The results in sec. 4.2 suggests that users do want help from AI-assisted writing tools. As expected, users accepted the suggestions more in the unfamiliar task, which is due to experiencing writer’s block more often. However, it is interesting to note that the pull condition’s acceptance rate is significantly higher across both tasks. This can be due to the main advantage of the pull condition: on-demand suggestions. As such, participants are more likely to be ready to receive and accept suggestions when asking for them. This allowed them access to more ideas that allowed them to continue writing. In comparison, push condition participants felt interrupted by GSC suggestions, which led them to learn to ignore it more often. However, participants preferred the push condition’s simplicity and ease of use as it required one button click to insert a suggestion. On the other hand, the pull condition required highlighting text for context in addition to at least 3 button clicks. This shows the importance of designing a seamless workflow for delivering suggestions for a user’s writing. Overall, users want AI-assisted writing tools that are well integrated and easy to use.

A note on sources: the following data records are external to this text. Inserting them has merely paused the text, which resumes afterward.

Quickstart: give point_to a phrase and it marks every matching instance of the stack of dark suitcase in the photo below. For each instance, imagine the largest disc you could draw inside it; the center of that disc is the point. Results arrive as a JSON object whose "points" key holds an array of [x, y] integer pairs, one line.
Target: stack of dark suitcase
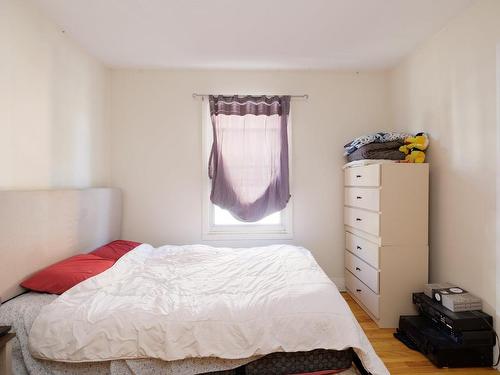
{"points": [[448, 339]]}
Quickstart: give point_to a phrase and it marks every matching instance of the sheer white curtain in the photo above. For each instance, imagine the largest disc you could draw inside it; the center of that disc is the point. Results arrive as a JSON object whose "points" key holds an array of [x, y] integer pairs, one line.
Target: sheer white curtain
{"points": [[249, 158]]}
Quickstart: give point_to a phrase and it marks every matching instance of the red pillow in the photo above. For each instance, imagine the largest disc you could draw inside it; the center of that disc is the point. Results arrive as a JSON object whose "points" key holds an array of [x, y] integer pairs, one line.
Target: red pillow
{"points": [[116, 249], [63, 275]]}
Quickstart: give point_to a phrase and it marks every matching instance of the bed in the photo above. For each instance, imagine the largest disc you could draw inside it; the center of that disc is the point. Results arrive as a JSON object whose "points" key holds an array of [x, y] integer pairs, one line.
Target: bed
{"points": [[212, 309]]}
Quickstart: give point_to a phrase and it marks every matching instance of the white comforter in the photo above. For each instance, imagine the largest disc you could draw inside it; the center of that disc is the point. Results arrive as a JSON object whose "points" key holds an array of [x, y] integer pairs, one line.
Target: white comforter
{"points": [[177, 302]]}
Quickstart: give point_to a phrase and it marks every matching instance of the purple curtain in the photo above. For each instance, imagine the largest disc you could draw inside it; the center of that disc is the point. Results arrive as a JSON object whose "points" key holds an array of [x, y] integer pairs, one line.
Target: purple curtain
{"points": [[249, 159]]}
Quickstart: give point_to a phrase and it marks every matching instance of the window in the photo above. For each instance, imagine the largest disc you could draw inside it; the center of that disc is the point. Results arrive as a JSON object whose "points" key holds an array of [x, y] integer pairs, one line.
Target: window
{"points": [[219, 224]]}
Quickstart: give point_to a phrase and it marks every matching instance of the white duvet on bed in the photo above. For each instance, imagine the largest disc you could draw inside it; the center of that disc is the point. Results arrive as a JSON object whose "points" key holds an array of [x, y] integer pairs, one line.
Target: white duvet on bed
{"points": [[177, 302]]}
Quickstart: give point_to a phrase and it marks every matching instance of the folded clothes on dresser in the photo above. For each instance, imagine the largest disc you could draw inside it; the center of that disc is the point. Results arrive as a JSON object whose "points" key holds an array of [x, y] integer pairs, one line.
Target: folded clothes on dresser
{"points": [[388, 146], [387, 150]]}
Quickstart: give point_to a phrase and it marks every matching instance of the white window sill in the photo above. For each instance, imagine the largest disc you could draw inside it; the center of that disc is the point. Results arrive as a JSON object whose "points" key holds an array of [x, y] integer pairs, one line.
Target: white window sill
{"points": [[219, 234]]}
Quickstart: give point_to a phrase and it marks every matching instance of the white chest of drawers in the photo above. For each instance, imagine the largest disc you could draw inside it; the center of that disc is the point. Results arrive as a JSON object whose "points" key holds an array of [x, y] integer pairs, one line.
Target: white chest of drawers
{"points": [[386, 237]]}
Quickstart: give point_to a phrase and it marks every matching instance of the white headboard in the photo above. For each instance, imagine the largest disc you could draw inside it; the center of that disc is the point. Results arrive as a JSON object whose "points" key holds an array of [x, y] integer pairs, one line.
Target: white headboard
{"points": [[38, 228]]}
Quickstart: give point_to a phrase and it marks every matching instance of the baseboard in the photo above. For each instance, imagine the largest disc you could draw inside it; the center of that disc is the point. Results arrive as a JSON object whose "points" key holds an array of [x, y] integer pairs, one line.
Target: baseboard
{"points": [[340, 283]]}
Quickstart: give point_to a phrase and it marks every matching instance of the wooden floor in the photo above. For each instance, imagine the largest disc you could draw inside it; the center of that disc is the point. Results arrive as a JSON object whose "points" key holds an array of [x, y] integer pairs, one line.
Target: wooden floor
{"points": [[397, 357]]}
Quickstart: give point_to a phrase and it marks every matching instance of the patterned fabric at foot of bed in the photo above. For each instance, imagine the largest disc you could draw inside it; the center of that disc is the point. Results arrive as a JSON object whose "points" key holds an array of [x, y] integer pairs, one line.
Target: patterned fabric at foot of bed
{"points": [[295, 363]]}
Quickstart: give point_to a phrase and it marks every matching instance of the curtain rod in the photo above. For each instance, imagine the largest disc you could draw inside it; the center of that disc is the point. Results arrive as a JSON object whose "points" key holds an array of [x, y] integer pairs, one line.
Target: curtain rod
{"points": [[305, 96]]}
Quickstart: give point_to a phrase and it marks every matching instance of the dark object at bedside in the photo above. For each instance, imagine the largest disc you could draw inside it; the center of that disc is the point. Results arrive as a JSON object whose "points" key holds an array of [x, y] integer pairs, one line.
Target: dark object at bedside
{"points": [[4, 330], [297, 362], [454, 323], [441, 350]]}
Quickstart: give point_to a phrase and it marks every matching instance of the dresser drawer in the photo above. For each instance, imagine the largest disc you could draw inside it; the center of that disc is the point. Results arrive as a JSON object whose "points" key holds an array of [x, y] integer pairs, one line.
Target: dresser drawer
{"points": [[361, 292], [363, 271], [368, 198], [361, 219], [368, 175], [366, 250]]}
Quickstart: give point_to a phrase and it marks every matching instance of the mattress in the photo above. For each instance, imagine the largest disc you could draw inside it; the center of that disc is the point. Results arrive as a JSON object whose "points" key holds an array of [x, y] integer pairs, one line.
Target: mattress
{"points": [[20, 313], [22, 310]]}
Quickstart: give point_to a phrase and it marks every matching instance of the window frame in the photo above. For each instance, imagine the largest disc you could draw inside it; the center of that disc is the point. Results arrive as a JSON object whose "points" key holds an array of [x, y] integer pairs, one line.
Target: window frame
{"points": [[211, 231]]}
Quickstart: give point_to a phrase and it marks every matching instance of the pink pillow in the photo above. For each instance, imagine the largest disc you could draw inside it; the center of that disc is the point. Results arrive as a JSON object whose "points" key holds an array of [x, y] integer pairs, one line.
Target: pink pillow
{"points": [[116, 249], [63, 275]]}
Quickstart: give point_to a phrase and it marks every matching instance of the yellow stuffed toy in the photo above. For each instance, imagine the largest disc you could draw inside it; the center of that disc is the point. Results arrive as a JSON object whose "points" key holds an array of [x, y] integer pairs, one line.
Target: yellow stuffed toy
{"points": [[414, 148]]}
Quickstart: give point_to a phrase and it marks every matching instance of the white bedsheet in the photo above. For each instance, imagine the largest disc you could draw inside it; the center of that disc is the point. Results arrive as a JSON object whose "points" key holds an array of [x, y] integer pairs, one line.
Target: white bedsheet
{"points": [[177, 302]]}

To answer RQ2, we consider results from sec. 4.5 and sec. 4.6. Overall, participants felt that they own the writing product and seemed to enjoy AI-assisted writing and across both paradigms and both writing tasks. As expected, participants of the push condition felt more ownership compared to the pull condition since the tool is less intrusive. However, this gap decreases as the task becomes more unfamiliar as we observed participants collaborating with GPT-3 by taking snippets from its suggestions and editing them to achieve their goals. As such, the impact on ownership may not seem as large as we may have expected. Although participants seemed to enjoy GPT-3 initially, the 1-day break was successful in mitigating the novelty effect and participants were less inclined to use it unless they experienced writer’s block. Furthermore, push condition participants reported more enjoyment compared to their pull counterparts. We suspect that this is because GSC is a production tool that has been polished over the last few years while the Google Add-on we developed is more clunky and required more clicks. More importantly, however, we believe that the user’s readiness for receiving new ideas and suggestions is critical for enjoyment.

For RQ3, we find that participants were equally satisfied with the quality of the writing produced with the AI-assisted writing tools. However, the participants using the pull condition had a much higher average words per minute for the unfamiliar task. This could be attributed to users utilizing the writing tool as a knowledge base to draw ideas. We find that our findings do not conclusively indicate that either the push and pull paradigm enable users to produce higher quality content. We believe that this is due to users modifying the generated text to suit their needs. As a result, many users do not perceive any change in the quality of the writing. To compensate for this effect, we can involve a third-party evaluator to grade the quality of the writings. However, our results do indicate that users prefer that the user experience of the tools be seamlessly integrated into their document editor.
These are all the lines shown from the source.